Fig 7. Response latencies to the ten emotion categories of the ADFES-BIV in ms.

Error bars represent standard errors of the means.

https://doi.org/10.1371/journal.pone.0147112.g007

Discussion

Study 1 has shown, as hypothesised, that the mean accuracies for the emotion categories at each intensity level were well above chance for the 27 categories of the raw hit rates, as well as the unbiased hit rates with the exemption of the unbiased hit rate of contempt at low intensity. In line with the prediction, the emotion categories differed in accuracies and response latencies with emotions of high recognition also yielding fast responses and vice versa. Results also showed differences between levels of intensity of the expressions in both, the unbiased hit rates and raw hit rates, with the lowest mean accuracy for the low intensity expressions (raw: 56%, unbiased: 43%) compared to the intermediate intensity expressions (raw: 68%, unbiased: 54%), which were lower than the high intensity expressions (raw: 75%, unbiased: 63%). The current study further found that the intensity of facial expressions has an influence on response times, as significantly faster responses of about 100ms occurred between the intensities. Fastest responses were given to high intensity expressions and slowest responses to low intensity expressions, also in line with the prediction.

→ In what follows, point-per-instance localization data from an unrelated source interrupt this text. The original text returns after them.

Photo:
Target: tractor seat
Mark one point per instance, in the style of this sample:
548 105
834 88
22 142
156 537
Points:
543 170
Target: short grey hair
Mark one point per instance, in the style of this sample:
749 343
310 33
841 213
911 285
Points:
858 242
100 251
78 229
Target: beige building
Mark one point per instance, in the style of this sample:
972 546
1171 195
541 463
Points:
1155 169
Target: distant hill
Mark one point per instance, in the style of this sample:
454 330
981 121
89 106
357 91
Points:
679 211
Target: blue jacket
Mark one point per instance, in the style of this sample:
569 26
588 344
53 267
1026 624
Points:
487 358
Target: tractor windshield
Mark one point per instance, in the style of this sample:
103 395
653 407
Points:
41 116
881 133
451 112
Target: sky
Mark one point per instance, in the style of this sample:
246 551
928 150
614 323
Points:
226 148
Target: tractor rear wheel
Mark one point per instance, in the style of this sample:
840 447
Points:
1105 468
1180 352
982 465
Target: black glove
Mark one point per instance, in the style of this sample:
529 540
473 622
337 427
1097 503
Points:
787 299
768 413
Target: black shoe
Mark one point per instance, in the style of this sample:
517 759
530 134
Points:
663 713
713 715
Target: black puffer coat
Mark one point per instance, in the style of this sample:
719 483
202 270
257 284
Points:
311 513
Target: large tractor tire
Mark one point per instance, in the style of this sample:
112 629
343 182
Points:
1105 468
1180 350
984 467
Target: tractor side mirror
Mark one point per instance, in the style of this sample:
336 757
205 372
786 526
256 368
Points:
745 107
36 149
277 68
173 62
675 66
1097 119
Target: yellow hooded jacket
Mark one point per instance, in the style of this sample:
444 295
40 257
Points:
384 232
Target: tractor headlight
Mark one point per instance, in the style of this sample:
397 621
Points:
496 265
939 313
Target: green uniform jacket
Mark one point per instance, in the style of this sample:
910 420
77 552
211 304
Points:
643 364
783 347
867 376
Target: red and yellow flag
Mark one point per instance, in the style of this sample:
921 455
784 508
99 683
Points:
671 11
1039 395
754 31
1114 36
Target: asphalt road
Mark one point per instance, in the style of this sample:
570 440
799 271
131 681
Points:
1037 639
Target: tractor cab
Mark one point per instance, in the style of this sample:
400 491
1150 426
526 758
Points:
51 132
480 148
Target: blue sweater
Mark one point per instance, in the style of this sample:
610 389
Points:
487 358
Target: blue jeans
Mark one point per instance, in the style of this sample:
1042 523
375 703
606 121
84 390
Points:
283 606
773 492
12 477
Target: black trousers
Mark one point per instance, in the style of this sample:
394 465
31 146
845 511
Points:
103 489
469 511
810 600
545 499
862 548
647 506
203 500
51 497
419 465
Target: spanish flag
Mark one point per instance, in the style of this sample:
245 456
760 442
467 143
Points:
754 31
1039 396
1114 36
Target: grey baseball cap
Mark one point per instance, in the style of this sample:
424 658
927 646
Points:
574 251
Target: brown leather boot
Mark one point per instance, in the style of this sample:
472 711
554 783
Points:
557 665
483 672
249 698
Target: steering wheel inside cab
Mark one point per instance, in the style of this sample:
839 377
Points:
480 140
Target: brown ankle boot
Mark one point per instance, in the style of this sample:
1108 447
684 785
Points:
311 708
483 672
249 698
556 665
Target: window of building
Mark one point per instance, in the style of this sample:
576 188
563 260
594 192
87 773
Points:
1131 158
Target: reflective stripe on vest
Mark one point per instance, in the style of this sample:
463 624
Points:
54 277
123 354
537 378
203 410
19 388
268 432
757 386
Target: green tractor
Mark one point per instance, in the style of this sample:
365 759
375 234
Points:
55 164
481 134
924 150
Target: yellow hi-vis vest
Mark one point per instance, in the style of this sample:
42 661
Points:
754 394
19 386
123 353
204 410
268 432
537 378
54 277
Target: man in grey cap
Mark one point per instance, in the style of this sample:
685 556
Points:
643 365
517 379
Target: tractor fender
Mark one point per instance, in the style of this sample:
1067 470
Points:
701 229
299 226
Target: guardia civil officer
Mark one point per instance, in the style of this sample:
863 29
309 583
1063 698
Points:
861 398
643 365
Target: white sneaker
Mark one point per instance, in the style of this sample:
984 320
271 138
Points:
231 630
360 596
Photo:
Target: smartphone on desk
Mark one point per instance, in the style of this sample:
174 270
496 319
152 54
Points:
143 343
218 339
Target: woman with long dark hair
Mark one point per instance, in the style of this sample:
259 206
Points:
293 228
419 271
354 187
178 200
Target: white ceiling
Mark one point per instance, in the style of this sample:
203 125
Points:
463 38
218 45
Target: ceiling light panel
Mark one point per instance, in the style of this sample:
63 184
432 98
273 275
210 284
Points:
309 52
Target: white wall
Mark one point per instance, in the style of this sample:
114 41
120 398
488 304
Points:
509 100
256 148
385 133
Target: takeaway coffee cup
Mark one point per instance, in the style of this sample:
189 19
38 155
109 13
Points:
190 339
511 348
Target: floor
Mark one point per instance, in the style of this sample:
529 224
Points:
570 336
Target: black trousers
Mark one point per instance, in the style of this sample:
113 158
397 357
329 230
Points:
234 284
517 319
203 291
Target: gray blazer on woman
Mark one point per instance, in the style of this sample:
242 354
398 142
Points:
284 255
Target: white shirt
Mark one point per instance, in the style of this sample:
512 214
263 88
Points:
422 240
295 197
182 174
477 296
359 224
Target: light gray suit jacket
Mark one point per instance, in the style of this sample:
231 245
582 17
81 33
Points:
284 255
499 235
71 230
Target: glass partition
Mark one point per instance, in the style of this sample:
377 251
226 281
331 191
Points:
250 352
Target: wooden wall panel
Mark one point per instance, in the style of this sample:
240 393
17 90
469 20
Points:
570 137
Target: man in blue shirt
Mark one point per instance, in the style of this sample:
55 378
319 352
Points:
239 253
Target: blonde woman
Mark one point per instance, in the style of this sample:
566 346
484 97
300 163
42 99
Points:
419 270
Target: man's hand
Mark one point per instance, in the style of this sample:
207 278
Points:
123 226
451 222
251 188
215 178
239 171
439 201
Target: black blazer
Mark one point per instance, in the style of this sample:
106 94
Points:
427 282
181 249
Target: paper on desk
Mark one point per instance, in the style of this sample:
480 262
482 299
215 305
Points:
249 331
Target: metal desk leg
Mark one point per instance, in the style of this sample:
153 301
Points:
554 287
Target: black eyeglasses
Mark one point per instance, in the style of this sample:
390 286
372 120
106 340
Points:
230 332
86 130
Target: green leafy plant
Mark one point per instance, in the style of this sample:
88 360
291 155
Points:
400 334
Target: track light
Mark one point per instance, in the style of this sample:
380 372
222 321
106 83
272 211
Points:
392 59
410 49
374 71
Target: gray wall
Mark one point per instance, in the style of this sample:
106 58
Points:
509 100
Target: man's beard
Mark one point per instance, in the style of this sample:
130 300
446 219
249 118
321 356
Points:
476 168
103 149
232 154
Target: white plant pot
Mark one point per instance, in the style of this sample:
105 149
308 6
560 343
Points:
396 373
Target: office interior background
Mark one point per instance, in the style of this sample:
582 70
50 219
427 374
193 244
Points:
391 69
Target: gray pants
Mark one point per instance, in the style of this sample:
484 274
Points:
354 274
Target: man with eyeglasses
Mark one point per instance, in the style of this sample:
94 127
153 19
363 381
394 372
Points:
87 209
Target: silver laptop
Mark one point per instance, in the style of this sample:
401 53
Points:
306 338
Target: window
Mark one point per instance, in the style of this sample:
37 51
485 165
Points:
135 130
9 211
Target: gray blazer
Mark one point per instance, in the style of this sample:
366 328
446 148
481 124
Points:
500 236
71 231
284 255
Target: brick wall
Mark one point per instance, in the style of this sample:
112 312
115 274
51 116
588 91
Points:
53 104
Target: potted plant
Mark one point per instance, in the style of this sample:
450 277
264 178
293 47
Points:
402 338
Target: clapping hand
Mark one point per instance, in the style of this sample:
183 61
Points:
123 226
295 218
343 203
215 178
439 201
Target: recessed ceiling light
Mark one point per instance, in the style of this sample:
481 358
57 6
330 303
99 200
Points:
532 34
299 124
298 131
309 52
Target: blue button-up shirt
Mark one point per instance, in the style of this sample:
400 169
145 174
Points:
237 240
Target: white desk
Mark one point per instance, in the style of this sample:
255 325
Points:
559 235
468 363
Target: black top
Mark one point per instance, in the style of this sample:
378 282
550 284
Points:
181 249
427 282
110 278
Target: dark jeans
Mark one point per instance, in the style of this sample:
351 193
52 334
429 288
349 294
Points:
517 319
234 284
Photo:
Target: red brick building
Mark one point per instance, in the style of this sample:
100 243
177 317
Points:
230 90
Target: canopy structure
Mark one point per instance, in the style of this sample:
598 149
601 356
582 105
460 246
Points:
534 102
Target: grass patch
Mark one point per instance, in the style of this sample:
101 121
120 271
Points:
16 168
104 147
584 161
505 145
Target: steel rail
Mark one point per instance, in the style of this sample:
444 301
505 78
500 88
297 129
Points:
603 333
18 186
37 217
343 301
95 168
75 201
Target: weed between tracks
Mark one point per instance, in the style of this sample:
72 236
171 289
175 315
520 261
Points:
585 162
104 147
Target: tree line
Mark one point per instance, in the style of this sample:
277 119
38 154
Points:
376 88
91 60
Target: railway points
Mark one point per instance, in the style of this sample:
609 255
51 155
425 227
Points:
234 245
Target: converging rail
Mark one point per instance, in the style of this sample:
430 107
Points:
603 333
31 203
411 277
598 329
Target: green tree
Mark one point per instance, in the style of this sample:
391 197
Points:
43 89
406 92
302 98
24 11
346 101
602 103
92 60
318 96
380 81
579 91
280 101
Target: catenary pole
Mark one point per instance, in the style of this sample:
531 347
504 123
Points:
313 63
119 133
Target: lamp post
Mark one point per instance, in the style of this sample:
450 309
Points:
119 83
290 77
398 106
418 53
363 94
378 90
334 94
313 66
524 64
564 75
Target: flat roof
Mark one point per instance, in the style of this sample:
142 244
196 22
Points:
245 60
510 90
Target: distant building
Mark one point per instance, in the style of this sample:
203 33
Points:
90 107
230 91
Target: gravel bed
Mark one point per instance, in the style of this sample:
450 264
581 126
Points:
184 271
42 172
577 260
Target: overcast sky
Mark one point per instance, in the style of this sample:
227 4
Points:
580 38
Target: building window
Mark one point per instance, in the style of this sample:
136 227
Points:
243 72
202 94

The differences in accuracies and response latencies across intensity levels can be explained by varying difficulty to recognise the expressions at varying intensities of expression. That is, facial emotional expressions of high intensity are easier to recognise than those of low intensity which reflects in higher accuracy and faster responses to high intensity expressions and lower accuracy and slower responses to low intensity expressions. Facial emotional expressions are harder to recognise at lower intensities because those expressions contain fewer cues that can be used for decoding.

However, there were differences between the intensities in display time of the emotional expressions seen by participants. In the low intensity videos of the ADFES-BIV the emotional expression was visible for less time than in the intermediate and high intensity videos, and the intermediate intensity videos had the expression displayed for less time than the high intensity videos. The resulting differences in processing time could be underlying the results, rather than the intensity of the facial expressions. To address this issue, versions of each video from the ADFES-BIV were created such that the last frame of the emotion was visible for exactly the same amount of display time across low, intermediate, and high intensity. Therefore, if the amount of time the expression was displayed across intensity levels was causing differences in accuracy rates and response latencies, these differences across intensity levels should be lost with this variation of the videos as the display times were equated. Instead, if it is the degree of intensity that is important rather than the amount of time the expression is displayed, then the same differences in accuracy rates and response latencies should be evident across the different intensity levels similar to Study 1.

Study 2

Study 2 aimed to validate the results from study 1 that the intensity levels differ from each other in accuracy and response latencies by controlling for exposure time. A first-last approach was chosen for developing the control stimuli of the ADFES-BIV where the first and last frame of the videos are shown. Although this means that the progression and temporal characteristics of the individual expressions are lost, the perception of motion remains however due to the change from neutral to emotional facial expression. Since temporal characteristics are argued to be part of emotion representation [36] and therefore aid recognition [35, 68], the first-last approach leads to lower accuracy rates than complete dynamic sequences (see [34, 68]). Therefore, lower accuracies were expected for the control stimuli than for the ADFES-BIV, but with the same pattern of recognition and response times: highest accuracy rates and fastest responses to the high intensity videos, lowest accuracy and slowest responses to the low intensity videos.